7.1. la qualificazione in termini di mera lite privata della vicenda in
oggetto non appare giustificata alla luce dell'insegnamento di questa Corte, secondo il quale gli atti di violenza domestica, così come intesi dall'art. 3 della Convenzione di Istanbul dell' 11 maggio 2011, quali limitazioni al godimento dell’individuo del diritti fondamentali, possono integrare i presupposti per il riconoscimento della protezione sussidiaria, ex art. 14, lett. c) D.Lgs. n. 251/2007, in termini di rischio effettivo di “danno grave” per “trattamento inumano e degradante”, qualora risulti che le autorità statali non contrastino tali condotte o non forniscano protezione contro di esse, essendo frutto di regole consuetudinarie locali (Cass.12333/2017).

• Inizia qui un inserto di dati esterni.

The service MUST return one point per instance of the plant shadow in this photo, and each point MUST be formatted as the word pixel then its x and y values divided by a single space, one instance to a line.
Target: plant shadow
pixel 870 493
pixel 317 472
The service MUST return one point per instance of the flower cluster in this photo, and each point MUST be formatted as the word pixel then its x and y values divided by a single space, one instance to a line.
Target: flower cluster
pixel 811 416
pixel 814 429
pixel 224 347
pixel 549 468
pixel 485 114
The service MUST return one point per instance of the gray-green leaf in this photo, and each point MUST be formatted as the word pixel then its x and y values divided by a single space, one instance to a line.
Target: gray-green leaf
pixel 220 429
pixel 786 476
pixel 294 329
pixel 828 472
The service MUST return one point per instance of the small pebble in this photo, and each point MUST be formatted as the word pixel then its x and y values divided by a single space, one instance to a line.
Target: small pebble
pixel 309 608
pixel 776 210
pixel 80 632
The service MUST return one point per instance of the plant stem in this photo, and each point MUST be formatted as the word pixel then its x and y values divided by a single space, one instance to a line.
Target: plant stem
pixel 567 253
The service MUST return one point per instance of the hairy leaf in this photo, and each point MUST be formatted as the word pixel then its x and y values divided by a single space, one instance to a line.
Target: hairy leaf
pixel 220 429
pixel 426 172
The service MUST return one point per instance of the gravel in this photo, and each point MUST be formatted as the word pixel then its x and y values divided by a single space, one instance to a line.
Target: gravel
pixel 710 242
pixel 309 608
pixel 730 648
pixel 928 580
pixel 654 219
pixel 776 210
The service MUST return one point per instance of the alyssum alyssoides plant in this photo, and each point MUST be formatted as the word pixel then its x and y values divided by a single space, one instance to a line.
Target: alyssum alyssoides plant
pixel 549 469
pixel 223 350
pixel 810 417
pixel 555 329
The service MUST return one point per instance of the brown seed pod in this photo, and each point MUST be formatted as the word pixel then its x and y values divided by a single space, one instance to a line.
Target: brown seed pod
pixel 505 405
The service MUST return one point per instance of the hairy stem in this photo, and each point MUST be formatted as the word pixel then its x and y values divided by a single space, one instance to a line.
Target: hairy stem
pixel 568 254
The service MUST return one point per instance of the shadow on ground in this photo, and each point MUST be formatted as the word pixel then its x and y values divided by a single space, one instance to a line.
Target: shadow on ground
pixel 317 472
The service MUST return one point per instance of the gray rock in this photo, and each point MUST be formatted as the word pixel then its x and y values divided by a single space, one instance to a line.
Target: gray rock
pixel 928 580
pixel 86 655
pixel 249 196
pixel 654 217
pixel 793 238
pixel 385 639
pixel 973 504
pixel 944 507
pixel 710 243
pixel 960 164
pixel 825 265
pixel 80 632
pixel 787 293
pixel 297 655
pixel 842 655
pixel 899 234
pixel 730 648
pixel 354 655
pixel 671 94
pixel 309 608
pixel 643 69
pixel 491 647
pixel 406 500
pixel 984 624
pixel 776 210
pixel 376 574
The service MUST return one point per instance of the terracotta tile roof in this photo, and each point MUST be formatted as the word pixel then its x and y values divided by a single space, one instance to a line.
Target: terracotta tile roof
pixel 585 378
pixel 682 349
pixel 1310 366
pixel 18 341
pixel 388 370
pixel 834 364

La Corte di merito ben avrebbe potuto, quindi, prendere in considerazione, come viceversa non avvenuto, la specifica vicenda di violenze familiari narrata dal richiedente potesse configurare un'ipotesi di ttlnera6llità per la concessione della - , protezione umanitaria, protezione " minore" rispetto a quella in astratto riconoscibile sulla base della richiamata giurisprudenza di legittimità; ciò anche nell'ottica della comparazione fra la eventuale situazione di integrazione raggiunta in Italia e la situazione nella quale si troverebbe proiettato in caso di rientro nel paese di origine; a riguardo occorre ulteriormente evidenziare la carenza del ragionamento decisorio del giudice di appello nel pretermettere al fine della verifica del grado di integrazione sociale e lavorativa, ogni riferimento allo svolgimento di attività lavorativa, attestata dalla documentazione prodotta dal ricorrente all'udienza del 1.7.1019, laddove la esistenza di contratti di lavoro si configura astrattamente idonea a costituire un importante indice di integrazione, come chiarito dal giudice di legittimità ( Cass. n. 22511/2021);
7.2. infine, con riferimento allo stato depressivo post. traumatico, pacificamente attestato dalla documentazione prodotta, costituisce errore di diritto l'affermazione della Corte di merito che pone a carico del richiedente asilo la necessità di deduzione prova dell'assenza in Nigeria di strutture adeguate per la cura del disturbo sofferto, in quanto si tratta di accertamento che doveva essere effettuato nell'esercizio dei poteri officiasi e quindi attraverso informazioni tratte da fonti pertinenti ed aggiornate circa il grado di sviluppo del sistema sanitario vigente e circa le effettive possibilità di accesso alle cure ( Cass. n. 13765/2020);
8. in base alle considerazioni che precedono, assorbita ogni altra censura, il ricorso deve essere accolto per quanto di ragione e la sentenza cassata con rinvio alla Corte di appello di Venezia in diversa composizione che provvederà sul regolamento delle spese del giudizio di legittimità;
P.Q.M.
La Corte accoglie il ricorso per quanto di ragione; cassa la sentenza impugnata e rinvia alla Corte d'appello di Venezia in diversa composizione, alla quale demanda il regolamento delle spese del giudizio di legittimità.